Unsafe pollution cleanups
Footpaths have often been left impassable and unsafe after environmental incidents.
And on November 17, 2025 four school children were engulfed by dust (of unknown composition, potentially contaminated) generated by a street sweeping bobcat during site runoff cleanup activities.
6 Jan '26 - Carruthers enlarge the detention basin
Locals were pleased to see Carruthers significantly enlarging the stormwater retention basin on Tuesday 6 Jan 2026 and hope this prevents uncontrolled site discharges in coming weather events. This Carruthers action appears to be consistent with its company environmental policy, seen here.
https://www.carrutherscontracting.com.au/compliance/environmental-policy/
Outside the site entrance during Storm 1 on 30 October 2025. Approx 64mm in under half an hour. This is not an everyday event but it is not an unusual storm for us.




Outside the site entrance during Storm 2 on 15 November 2025. Approx 64mm in under an hour. Again, not an everyday event but not an unusual storm for us. Another 30mm fell overnight after this.
Outside the site entrance during Storm 3 on 24 November 2025. Approx 49mm in an hour. Again, not an everyday event but not an unusual storm for us. And the third in 25 days. It took a work crew all day to clean the mud beach off the road.
Strange Act 1: Outside the south end of the site on 27 November 2025, ahead of predicted rain. It appears contractors were pumping out a dam to the top of the site, as polluted water ran offsite into the stormwater system east of Dianella Ct.
Quote from Noosa Council project manager, Mon 1 December 2025:
"Council and Carruthers Contracting continue to actively monitor site conditions, particularly during periods of heavy rain, to ensure controls are functioning as intended and are rectified after each extreme rain event. Where required, adjustments are made to strengthen dust and runoff mitigation.
We acknowledge the inconvenience these works can cause and remain committed to managing the site responsibly and safely."
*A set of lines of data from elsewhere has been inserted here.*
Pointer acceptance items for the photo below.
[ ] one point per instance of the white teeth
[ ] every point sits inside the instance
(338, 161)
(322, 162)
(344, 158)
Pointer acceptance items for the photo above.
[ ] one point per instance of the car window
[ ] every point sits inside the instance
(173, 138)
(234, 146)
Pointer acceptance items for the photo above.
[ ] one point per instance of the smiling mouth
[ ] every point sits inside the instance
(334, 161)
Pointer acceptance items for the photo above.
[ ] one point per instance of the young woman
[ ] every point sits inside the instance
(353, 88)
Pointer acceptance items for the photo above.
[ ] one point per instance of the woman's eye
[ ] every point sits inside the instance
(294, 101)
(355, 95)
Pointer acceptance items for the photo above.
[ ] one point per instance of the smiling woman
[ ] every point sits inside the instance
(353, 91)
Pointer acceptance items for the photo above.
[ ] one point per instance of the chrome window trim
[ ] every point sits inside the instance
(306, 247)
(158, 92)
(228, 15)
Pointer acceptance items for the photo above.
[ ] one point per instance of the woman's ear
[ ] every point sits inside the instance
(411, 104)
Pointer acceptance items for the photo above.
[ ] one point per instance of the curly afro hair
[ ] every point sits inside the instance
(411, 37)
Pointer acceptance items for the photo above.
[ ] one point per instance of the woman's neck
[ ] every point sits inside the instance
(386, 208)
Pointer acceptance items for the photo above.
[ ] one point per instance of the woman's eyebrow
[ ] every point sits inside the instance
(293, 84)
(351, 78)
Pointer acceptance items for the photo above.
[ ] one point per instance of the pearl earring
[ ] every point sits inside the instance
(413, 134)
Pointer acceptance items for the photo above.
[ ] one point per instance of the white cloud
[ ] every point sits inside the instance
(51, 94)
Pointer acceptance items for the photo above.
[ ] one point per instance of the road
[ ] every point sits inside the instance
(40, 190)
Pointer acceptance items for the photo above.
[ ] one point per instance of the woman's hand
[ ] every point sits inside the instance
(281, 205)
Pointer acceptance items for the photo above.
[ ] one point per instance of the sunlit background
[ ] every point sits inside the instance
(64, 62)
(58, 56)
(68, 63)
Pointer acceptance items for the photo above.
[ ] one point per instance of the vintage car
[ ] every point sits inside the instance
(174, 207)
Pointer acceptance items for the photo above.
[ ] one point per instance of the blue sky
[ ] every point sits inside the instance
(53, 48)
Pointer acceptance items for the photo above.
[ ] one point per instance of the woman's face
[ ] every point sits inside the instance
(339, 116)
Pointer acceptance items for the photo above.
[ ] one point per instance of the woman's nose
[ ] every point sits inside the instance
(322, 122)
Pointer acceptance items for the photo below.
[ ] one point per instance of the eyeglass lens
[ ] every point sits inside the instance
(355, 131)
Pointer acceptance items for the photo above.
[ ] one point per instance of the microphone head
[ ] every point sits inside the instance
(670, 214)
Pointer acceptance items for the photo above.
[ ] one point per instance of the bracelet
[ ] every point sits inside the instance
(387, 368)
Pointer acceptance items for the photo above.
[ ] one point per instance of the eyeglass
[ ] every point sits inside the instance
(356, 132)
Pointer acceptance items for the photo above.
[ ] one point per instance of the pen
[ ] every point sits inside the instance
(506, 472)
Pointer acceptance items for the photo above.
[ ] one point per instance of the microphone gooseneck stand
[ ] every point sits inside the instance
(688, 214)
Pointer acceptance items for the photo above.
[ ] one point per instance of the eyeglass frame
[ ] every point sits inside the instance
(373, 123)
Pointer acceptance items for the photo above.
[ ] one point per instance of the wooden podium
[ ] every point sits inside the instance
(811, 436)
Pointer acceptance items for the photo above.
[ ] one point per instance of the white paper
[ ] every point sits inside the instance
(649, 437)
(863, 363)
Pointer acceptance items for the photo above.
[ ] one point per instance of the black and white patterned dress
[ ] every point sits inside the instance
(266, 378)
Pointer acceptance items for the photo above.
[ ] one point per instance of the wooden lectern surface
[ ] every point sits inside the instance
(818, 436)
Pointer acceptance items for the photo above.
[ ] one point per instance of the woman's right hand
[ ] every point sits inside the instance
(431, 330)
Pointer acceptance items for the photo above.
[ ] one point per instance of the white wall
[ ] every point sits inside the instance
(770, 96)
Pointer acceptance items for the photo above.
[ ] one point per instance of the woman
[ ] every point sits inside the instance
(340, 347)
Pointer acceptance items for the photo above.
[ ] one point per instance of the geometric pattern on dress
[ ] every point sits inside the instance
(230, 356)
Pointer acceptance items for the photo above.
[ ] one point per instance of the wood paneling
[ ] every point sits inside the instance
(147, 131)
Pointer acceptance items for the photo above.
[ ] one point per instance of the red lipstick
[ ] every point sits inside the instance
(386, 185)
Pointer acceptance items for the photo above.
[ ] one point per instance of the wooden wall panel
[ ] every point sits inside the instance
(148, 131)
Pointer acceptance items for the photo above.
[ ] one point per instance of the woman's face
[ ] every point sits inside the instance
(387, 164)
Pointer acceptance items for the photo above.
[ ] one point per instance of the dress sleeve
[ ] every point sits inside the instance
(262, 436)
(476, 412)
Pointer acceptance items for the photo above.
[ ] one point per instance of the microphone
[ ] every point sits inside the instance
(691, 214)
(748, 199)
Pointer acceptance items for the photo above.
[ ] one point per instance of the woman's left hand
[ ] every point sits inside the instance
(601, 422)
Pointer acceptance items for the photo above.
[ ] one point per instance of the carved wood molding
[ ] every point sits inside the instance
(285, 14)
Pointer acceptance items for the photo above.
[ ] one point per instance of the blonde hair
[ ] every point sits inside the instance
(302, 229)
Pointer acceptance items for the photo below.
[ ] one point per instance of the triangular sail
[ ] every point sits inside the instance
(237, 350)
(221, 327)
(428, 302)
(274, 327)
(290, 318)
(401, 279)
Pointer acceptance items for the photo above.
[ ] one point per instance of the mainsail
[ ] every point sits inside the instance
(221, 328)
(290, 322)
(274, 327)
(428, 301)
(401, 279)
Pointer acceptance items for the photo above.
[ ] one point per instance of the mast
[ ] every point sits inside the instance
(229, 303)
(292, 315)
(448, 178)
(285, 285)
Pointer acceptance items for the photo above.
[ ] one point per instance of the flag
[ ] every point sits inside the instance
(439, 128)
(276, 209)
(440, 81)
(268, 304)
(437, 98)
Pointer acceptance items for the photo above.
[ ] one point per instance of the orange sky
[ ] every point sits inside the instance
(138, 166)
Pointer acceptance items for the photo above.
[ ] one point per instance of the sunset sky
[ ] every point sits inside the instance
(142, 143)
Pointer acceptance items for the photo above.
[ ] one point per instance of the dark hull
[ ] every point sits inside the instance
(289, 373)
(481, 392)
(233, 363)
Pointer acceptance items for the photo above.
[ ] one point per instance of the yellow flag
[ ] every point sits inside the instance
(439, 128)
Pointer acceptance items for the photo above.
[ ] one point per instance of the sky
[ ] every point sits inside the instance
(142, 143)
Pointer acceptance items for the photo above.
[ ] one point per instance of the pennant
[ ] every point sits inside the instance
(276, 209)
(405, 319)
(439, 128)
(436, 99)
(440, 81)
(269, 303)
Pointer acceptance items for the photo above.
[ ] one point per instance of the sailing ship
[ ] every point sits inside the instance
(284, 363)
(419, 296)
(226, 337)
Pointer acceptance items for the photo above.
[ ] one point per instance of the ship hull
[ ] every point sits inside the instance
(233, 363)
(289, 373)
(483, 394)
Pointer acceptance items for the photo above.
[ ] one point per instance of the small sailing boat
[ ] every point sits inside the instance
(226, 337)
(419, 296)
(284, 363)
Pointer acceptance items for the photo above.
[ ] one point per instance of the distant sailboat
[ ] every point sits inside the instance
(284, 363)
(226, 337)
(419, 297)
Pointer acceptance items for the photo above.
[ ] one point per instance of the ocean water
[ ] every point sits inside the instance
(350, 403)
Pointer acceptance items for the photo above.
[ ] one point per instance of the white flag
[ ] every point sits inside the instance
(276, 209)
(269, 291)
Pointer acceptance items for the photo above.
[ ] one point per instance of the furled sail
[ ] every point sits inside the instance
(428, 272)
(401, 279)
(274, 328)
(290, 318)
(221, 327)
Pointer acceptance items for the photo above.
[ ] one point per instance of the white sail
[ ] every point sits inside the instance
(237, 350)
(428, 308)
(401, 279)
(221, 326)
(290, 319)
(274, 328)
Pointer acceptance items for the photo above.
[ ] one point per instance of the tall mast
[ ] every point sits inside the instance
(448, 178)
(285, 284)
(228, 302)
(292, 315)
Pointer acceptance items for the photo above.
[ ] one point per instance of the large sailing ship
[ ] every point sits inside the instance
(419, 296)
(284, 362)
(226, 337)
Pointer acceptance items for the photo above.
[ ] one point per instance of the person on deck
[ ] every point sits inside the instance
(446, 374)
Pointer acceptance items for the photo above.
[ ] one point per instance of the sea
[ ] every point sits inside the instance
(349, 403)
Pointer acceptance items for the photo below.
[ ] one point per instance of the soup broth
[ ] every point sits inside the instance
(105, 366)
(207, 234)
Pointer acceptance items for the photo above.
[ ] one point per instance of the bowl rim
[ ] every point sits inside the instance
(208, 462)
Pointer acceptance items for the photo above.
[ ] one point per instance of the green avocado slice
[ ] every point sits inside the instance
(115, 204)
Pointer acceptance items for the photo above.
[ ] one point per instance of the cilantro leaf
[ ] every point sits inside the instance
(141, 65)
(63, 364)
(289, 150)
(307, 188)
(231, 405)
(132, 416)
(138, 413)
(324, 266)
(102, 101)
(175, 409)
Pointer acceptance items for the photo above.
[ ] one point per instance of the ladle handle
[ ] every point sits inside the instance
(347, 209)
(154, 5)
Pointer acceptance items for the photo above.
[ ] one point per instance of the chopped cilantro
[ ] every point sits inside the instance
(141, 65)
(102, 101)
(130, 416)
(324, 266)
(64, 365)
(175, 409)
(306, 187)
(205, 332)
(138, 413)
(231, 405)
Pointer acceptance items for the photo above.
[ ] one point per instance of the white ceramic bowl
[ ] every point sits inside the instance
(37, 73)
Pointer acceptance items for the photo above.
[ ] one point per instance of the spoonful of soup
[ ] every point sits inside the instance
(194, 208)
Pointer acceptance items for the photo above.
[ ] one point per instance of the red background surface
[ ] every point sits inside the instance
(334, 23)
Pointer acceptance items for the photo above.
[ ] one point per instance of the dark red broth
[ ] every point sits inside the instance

Outside the site entrance after the overnight Storm 4 on 16 December 2025. Approx 92mm fell during the early hours of the morning. The 4th storm in 44 days.

Storm 5, outside the site entrance after the afternoon storm on 25 December 2025. Approx 56mm in under an hour. The fifth in 53 days.
After Storm 4 -to keep the roadway open in future storms, a project management decision was made to open the stormwater drains to allow polluted water to flow into the creek, highlighting Council's highly conflicted role as co-developer and environmental regulator.
'Cleanup' after this storm saw additional discharge of pollutants into the creek feeder drains. An overflow trench was then dug to feed retention basin water to the stormwater sump 5m away.